As we have seen, the rays of light must pass through the screen during exposure. This screen consists of equally thick opaque black and transparent white lines. Where the light acts with full intensity it will be more diffracted over the black lines. It makes the lines of the screen broader on the negative, and will, therefore, have more covered places, which in the after printing of the prints cannot be penetrated by the light, and thus represent the light places in the print covered with fine dots.

The darker the tone the less the rays of light reflected, and the less, therefore, can the light be diffracted. As the tones get darker the lines of the screen become of equal value on the negative, till finally, when at the opposite end of the screen, they totally disappear in the deep blacks.

A valuable quality of a correctly-prepared autotype is, therefore, that the covered lines or the covered grain appear of different strengths on the negative. In the high lights they are stronger, in the half-tones weaker, till finally in the black parts they have totally disappeared.

A further not less valuable property is that the grain in the highest lights is not sharply defined, does not appear as a square point, but is rounded by the diffraction of light, which gives a softer, more beautiful appearance and plasticity.

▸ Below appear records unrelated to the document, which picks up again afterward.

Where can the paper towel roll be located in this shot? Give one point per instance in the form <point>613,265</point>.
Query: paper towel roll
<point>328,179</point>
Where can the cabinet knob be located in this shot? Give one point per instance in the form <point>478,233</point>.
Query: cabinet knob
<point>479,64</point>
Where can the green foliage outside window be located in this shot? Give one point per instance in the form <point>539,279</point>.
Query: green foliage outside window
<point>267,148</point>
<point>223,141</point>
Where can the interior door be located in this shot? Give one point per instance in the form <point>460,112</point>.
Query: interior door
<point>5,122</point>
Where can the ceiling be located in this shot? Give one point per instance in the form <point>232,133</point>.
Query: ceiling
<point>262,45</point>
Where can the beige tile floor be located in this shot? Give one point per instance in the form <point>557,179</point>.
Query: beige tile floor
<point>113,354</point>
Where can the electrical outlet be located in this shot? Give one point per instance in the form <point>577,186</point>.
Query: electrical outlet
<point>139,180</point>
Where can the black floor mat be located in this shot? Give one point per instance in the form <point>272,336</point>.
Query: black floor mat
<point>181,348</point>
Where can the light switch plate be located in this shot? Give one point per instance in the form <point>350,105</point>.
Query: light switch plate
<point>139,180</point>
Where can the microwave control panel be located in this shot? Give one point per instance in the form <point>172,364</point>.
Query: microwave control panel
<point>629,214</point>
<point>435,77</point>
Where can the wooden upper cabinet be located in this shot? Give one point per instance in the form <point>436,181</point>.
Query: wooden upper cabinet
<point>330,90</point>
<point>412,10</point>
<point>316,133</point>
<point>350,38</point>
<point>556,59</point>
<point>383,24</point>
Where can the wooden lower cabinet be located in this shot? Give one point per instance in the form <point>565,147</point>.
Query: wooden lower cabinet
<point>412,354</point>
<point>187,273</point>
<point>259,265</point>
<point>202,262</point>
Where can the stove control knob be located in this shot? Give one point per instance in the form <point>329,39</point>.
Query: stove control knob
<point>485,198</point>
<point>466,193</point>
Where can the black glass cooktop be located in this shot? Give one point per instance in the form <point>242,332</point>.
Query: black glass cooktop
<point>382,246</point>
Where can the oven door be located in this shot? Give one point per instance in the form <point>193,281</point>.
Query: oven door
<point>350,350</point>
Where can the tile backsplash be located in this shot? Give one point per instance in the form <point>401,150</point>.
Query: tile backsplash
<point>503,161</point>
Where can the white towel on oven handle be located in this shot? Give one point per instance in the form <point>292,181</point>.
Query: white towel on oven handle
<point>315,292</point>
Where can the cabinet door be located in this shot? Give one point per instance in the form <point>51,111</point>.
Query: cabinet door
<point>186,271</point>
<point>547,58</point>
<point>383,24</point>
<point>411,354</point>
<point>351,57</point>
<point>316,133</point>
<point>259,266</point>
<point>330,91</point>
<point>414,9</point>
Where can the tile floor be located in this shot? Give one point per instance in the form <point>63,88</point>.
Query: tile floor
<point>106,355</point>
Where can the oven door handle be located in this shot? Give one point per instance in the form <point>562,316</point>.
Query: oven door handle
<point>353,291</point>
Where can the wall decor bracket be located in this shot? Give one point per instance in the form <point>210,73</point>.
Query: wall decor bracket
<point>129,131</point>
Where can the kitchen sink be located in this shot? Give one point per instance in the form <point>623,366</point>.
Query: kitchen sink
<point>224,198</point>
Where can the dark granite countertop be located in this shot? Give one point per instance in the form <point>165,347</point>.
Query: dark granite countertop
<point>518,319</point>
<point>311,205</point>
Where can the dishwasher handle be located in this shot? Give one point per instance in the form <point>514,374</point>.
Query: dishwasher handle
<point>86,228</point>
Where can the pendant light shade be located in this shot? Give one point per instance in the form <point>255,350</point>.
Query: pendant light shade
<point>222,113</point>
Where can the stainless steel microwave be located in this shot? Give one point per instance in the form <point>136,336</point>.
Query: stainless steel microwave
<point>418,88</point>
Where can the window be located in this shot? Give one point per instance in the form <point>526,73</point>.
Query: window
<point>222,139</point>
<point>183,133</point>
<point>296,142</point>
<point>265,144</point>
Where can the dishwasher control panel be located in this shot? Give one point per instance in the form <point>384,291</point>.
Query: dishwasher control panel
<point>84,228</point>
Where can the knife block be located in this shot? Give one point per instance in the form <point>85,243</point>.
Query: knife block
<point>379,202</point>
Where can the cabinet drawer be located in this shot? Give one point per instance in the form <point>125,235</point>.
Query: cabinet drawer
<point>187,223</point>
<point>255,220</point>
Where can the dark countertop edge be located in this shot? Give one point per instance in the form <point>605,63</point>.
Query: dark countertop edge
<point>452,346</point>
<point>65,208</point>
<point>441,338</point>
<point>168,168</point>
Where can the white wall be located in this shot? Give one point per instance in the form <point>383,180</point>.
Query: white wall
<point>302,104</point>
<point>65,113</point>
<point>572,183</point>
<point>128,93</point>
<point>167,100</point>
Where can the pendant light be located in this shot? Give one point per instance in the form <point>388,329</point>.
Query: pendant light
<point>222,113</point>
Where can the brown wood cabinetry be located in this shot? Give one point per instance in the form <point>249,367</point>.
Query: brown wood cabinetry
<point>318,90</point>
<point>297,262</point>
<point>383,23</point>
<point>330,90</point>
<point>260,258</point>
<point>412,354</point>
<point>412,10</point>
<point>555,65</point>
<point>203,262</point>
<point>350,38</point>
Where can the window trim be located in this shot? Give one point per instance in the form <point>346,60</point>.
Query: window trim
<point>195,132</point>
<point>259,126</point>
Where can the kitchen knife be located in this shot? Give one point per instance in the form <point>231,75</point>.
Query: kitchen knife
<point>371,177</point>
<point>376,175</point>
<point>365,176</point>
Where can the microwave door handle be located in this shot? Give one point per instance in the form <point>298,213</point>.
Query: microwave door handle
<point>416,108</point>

Whilst the light reflected from the brightest parts of the drawing acts with full intensity, and is diffracted over the figures standing in its path and makes the same smaller, and cuts off the sharp corners and gives more covered surfaces to the negative, as it decreases according to the more or less deep shadows of the drawing, and can only act now with less intensity through the open places of the screen, the result is that the points become larger, till finally in the deepest parts it is quite inactive, and the shadows begin to block. The action of the light rays of different {71} strengths reflected on to the negative in accordance with the brighter and darker tones of the drawing, taking into consideration the print, can be graphically represented as a pyramid of which the base represents the deepest shadows and the point the high lights. If we interpose a cross-lined screen, or more correctly called a grain plate, before the sensitive plate, we obtain, graphically considered, grain figures, actually of many more very different sizes, as shown in Fig. 7, 1–6, in which the smallest points represent the high lights of the drawing, and those becoming gradually bigger the gradually increasing shadows.